- Born: March 30, 1988 (age 38) Richmond, British Columbia, Canada
- Height: 5 ft 7 in (170 cm)
- Weight: 150 lb (68 kg; 10 st 10 lb)
- Position: Defence
- Shoots: Left
- Played for: KRS Vanke Rays Cornell Big Red
- Coached for: China Lindenwood Lady Lions
- Playing career: 2006–present
- Coaching career: 2012–present
- Medal record
Women's ball hockey
Representing Canada
World Championship
| Gold medal – first place | 2022 Canada |  |

= Melanie Jue =

Canadian ice hockey player and coach

Melanie Jue (born March 30, 1988) is a Canadian ice hockey defenceman and coach. She served as an assistant coach to the Chinese national ice hockey team during the 2021–22 season.

==Career==

From 2006 to 2010, she attended Cornell University, where she was a two-sport varsity athlete in both ice hockey and field hockey.

Collegiate ice hockey

Jue competed with the Cornell Big Red women's ice hockey program, helping lead the team to the 2010 NCAA Women’s Frozen Four National Championship game. During that season, Cornell also captured the ECAC and Ivy League titles. She recorded at least one point in all three NCAA tournament games, including scoring both goals in the national championship game. She also assisted on the game-tying goal in the semifinal against Mercyhurst and scored the game-tying goal in the final against Minnesota-Duluth. Across 106 NCAA games, she recorded 41 points.

Collegiate field hockey

As a goaltender on Cornell’s field hockey team, Jue was a two-time first-team All-Ivy selection and earned NFHCA Second Team All-America (Mid-East Region) honours. In her senior season, she ranked second in the nation in save percentage (.841) and seventh in goals-against average (1.27). She helped lead the program to back-to-back 10-win seasons, including tying a school record with 11 victories in 2008.

Professional ice hockey

In 2017, she signed her first professional contract with Kunlun Red Star WIH of the Canadian Women’s Hockey League (CWHL). She recorded 10 points in 28 games in her rookie season, helping the club reach the 2018 Clarkson Cup final. She remained with the organization through its transition to the Vanke Rays and into the Zhenskaya Hockey League following the collapse of the CWHL in 2019. During her tenure with the franchise (2017–2022), she became the first player in team history to reach 100 games played and won a ZhHL championship in 2020.

Ball hockey

In addition to her ice hockey career, Jue represented Canada in ball hockey, winning multiple ISBHF World Championships and earning Best Defender honours at the 2022 ISBHF World Championships.
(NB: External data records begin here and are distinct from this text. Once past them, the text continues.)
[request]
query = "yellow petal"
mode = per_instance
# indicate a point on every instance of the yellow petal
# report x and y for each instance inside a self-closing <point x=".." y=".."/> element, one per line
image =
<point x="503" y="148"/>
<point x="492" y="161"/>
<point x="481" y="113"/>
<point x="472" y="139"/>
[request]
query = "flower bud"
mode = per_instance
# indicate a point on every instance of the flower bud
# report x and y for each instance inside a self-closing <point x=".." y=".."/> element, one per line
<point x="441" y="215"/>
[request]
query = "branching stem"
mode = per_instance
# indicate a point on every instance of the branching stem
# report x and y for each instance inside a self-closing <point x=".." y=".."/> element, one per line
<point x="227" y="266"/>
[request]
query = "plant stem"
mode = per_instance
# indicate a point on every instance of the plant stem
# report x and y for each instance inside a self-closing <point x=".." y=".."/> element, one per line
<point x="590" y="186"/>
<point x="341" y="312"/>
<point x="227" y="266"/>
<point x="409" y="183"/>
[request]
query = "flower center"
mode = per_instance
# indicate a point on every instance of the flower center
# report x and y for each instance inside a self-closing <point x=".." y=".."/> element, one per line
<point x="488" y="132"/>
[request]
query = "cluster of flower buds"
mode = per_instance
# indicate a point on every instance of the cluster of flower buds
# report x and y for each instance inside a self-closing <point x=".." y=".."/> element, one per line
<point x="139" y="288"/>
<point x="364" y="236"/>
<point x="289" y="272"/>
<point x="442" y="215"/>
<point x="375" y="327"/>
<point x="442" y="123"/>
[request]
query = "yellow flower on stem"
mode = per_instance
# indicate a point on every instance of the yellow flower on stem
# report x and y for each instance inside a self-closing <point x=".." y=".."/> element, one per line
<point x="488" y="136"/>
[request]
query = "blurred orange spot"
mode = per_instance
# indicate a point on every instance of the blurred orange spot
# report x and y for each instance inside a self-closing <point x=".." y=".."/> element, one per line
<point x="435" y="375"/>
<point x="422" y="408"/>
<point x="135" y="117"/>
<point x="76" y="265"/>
==Honours and achievements==
- Collegiate
- Cornell University Athletics Hall of Fame (Class of 2021)
- NCAA Championship finalist (2010)
- ECAC Champion (2010)
- Ivy League Champion (2010)
- 2× Ivy League All-Star
- Professional
- Zhenskaya Hockey League Champion (2020)
- Clarkson Cup runner-up (2018)
- International and other
- NFHCA All-American, field hockey (Second Team, Mid-East Region)
- 3× ISBHF World Champion (Team Canada, ball hockey)
- ISBHF World Championship Best Defender (2022)
- 4× Team BC (ice hockey and field hockey)

==Personal life==
Jue has represented Canada internationally at the International Street and Ball Hockey Federation women's world championships. Her cousin, Bryan Chiu, played for the Montreal Alouettes in the Canadian Football League.